Roberson, at CCS, called the concept "tremendous." He said he would like to explore the idea of having the inmates process and flash-freeze food grown in his nonprofit’s Seed to Feed gardens, food that is now given away to clients at area food pantries and served at hot-meal sites.
"What makes it very interesting is what they have proposed is utilizing space that’s laying dormant and using it to produce food where it’s needed most,” Roberson said. “It’s exciting to think about being able to provide fresh vegetables and produce during the winter time. It’s very attractive to us a food bank.”
The “it” thing
The concept of collecting produce from area farms at a central location and then delivering it to customers, called “food hubs,” was developed years ago on the East and West coasts, but has been late coming to Indiana and the Midwest, said Michael Morrow, market coordinator for Hoosier Harvest Market in Greenfield. His program began in 2012 with a feasibility study funded by a USDA grant.
By May 2013, the idea became a reality. Every Thursday, Morrow and a group of volunteers aggregate orders that individuals place on a website, and deliver them to pick-up locations at 13 area businesses in a three-county area. These partnering sites include oil-change businesses, a tire shop, two nurseries, a bread store, a hospital and two fire stations.

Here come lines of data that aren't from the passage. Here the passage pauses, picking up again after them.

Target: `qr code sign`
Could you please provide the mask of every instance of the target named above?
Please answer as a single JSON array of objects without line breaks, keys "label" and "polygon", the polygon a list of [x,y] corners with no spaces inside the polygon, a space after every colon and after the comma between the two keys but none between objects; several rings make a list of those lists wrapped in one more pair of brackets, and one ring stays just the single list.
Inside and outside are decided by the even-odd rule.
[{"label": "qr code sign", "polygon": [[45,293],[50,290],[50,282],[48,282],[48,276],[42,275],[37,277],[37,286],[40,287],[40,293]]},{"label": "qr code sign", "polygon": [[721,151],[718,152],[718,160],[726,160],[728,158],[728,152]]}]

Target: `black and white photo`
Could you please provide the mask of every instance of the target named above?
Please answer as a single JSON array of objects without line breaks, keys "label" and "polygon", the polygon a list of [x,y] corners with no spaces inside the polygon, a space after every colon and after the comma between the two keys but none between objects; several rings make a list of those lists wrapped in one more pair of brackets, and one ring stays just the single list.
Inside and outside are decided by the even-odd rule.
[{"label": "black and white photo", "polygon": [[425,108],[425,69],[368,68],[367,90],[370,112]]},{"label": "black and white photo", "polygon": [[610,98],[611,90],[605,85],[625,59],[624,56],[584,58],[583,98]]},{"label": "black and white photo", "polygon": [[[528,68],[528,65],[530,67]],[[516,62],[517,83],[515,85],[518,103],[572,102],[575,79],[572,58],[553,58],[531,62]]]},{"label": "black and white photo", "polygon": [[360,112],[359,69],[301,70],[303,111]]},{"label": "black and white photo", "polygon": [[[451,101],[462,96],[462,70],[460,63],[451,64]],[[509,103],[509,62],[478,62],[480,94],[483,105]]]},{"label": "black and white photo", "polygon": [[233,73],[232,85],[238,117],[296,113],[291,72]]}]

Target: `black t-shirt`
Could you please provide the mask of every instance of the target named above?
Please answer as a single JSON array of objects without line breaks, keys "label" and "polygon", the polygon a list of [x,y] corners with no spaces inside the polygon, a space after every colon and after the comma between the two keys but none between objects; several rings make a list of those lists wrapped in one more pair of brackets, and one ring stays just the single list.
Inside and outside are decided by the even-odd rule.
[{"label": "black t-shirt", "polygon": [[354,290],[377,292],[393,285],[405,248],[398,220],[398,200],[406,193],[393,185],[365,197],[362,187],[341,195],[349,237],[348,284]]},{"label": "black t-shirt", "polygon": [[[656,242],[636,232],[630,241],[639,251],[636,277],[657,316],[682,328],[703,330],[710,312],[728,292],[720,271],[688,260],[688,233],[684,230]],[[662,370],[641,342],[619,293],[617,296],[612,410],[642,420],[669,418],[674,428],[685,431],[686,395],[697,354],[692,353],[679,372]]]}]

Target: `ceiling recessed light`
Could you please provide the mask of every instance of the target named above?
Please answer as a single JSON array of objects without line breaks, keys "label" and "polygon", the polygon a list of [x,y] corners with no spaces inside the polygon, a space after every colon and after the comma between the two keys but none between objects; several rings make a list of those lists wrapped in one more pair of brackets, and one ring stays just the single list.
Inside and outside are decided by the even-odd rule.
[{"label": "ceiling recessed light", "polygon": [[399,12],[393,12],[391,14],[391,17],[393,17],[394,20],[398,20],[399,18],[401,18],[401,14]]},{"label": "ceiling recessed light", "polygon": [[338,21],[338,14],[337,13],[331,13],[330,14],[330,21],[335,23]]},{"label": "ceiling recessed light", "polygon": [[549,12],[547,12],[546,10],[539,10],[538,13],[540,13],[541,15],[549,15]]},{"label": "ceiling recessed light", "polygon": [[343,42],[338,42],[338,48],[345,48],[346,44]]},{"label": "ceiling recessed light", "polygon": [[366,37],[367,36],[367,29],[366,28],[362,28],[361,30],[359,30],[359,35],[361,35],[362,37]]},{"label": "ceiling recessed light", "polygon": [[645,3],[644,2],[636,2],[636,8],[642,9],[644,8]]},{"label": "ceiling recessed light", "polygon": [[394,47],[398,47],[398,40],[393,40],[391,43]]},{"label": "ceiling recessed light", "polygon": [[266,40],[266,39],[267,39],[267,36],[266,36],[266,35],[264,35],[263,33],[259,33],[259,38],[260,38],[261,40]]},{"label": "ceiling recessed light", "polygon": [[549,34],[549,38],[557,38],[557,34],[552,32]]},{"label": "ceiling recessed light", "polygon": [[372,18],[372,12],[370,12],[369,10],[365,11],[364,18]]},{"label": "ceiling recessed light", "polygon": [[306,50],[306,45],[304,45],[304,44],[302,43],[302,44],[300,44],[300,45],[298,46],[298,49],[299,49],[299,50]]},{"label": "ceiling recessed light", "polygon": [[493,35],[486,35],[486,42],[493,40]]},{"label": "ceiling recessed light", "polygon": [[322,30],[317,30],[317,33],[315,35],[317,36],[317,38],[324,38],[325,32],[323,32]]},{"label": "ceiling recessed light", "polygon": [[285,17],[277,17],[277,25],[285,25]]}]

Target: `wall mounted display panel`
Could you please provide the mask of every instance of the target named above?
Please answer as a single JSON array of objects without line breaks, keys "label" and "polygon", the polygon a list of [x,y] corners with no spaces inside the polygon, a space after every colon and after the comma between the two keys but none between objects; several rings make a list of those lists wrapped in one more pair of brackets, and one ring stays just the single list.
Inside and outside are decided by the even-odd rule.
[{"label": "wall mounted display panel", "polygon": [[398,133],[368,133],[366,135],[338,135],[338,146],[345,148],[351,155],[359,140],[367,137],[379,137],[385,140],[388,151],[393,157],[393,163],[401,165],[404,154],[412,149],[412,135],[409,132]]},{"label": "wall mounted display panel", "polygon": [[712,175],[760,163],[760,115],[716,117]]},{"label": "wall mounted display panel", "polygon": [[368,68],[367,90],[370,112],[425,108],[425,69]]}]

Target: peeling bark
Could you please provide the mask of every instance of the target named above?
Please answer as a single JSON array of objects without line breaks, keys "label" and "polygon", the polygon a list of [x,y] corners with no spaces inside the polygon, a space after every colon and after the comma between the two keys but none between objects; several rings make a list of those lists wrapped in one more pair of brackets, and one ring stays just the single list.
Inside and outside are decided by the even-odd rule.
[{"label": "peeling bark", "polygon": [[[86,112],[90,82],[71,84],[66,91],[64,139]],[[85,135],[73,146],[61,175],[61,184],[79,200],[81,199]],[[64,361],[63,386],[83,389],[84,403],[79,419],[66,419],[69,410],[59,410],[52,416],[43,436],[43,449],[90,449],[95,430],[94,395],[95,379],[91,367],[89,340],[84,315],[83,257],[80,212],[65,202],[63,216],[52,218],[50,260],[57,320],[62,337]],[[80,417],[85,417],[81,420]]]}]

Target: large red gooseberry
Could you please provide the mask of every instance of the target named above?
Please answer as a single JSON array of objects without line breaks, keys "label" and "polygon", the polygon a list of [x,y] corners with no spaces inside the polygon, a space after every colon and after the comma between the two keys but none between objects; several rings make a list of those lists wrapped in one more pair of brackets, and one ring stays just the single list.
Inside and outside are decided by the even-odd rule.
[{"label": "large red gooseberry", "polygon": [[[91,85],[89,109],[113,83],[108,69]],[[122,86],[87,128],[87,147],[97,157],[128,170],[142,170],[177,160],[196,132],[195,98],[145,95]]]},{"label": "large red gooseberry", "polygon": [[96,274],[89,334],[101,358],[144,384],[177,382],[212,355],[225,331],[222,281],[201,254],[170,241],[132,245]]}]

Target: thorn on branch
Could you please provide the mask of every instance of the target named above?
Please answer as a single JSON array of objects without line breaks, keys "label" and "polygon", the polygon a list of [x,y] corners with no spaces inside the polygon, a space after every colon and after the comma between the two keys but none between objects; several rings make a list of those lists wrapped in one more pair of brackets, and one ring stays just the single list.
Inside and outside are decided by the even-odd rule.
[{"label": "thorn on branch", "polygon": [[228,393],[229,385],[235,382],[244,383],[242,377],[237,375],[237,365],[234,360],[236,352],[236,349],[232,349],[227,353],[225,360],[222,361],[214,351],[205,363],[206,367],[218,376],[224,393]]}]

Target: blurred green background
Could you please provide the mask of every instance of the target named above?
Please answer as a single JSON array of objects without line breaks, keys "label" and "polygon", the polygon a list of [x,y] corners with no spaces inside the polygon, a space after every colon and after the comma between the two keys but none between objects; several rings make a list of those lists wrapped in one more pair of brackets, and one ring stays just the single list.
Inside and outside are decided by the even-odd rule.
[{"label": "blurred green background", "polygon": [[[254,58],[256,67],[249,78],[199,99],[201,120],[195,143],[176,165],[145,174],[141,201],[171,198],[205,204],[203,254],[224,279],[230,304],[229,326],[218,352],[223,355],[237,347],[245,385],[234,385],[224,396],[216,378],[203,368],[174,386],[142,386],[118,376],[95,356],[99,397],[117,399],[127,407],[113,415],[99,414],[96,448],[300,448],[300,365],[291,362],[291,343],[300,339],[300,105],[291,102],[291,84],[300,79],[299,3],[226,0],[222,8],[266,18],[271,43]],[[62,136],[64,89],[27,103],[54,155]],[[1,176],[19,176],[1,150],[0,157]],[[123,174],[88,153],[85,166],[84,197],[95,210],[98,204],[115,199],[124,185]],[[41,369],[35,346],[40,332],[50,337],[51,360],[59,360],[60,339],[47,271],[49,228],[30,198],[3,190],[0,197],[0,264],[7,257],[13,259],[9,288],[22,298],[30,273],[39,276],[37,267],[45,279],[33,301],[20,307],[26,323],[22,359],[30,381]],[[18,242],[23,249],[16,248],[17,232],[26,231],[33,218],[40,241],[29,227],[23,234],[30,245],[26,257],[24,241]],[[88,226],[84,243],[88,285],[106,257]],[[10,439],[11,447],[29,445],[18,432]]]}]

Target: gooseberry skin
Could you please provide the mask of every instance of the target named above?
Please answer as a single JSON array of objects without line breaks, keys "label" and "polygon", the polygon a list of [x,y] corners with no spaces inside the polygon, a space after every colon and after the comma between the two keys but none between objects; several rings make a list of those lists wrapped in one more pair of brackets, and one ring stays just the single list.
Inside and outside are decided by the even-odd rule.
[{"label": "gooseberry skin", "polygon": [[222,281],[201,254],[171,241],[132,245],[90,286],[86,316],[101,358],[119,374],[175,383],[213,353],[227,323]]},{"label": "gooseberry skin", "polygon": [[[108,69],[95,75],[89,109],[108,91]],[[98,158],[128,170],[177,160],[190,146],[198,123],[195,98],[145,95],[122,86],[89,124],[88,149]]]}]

So far, about 150 households place weekly orders, up from 15 households in the first week. Right now, the food is being staged and sorted at the Hancock County Purdue Extension office in Greenfield, but Morrow said the program will eventually need its own facility. It plans to launch a marketing blitz and buy two refrigerated trucks next month.
Such food hubs have operated for years on the East and West coasts, and in a few pockets of the Midwest, but they are just entering the mainstream consciousness in this part of the country.
"Now it’s more the ’it’ thing to do," Morrow said, "but it’s the responsible thing to do, when you talk about transportation costs and all the other things that go into food distribution.“
Hoosier Harvest Market is owned collectively by a group of 42 local small and mid-sized farms. Morrow wants to next crack the institutional consumer market, such as restaurants, schools and hospitals, but his current producers don’t yet have the labor to supply that much volume.
Morrow said it’s a ”chicken-and-egg“ conundrum. Before hiring more workers to harvest larger volumes of produce, producers want guarantees from the institutional customers that they’ll buy it, while the institutions want assurance that the product will be available before they agree to buy. But Morrow said he’s confident both sides will find a way to resolve the impasse because institutions genuinely want to buy locally produced food.
Yoder said the next step is gauge interest from local farmers. The idea sprang from a Purdue University-led group called the Elkhart County Foodshed Initiative, an ad-hoc committee that held its third meeting on Thursday, Aug. 21 at the Goshen Chamber of Commerce. The group has commissioned a Minneapolis-based consultant to gather statistics on how much food is grown and produced in the region that includes Elkhart, Kosciusko, LaGrange, Marshall, Noble and St. Joseph counties in Indiana, and Cass and St. Joseph counties in Michigan.
The study, funded by the Goshen Hospital Health Care Foundation, will shed more light on the potential size of the locally grown food market.
While he wants to help farmers, Yoder said he also has a grander, more ambitious objective. He hopes the initiative could result in more people eating healthy.
"Multiple generations are used to eating processed food, ready-to-eat and eating out,” he said. “The obesity rates tell you that the best foods are not being purchased at home. We have to train people to work in the kitchen again.”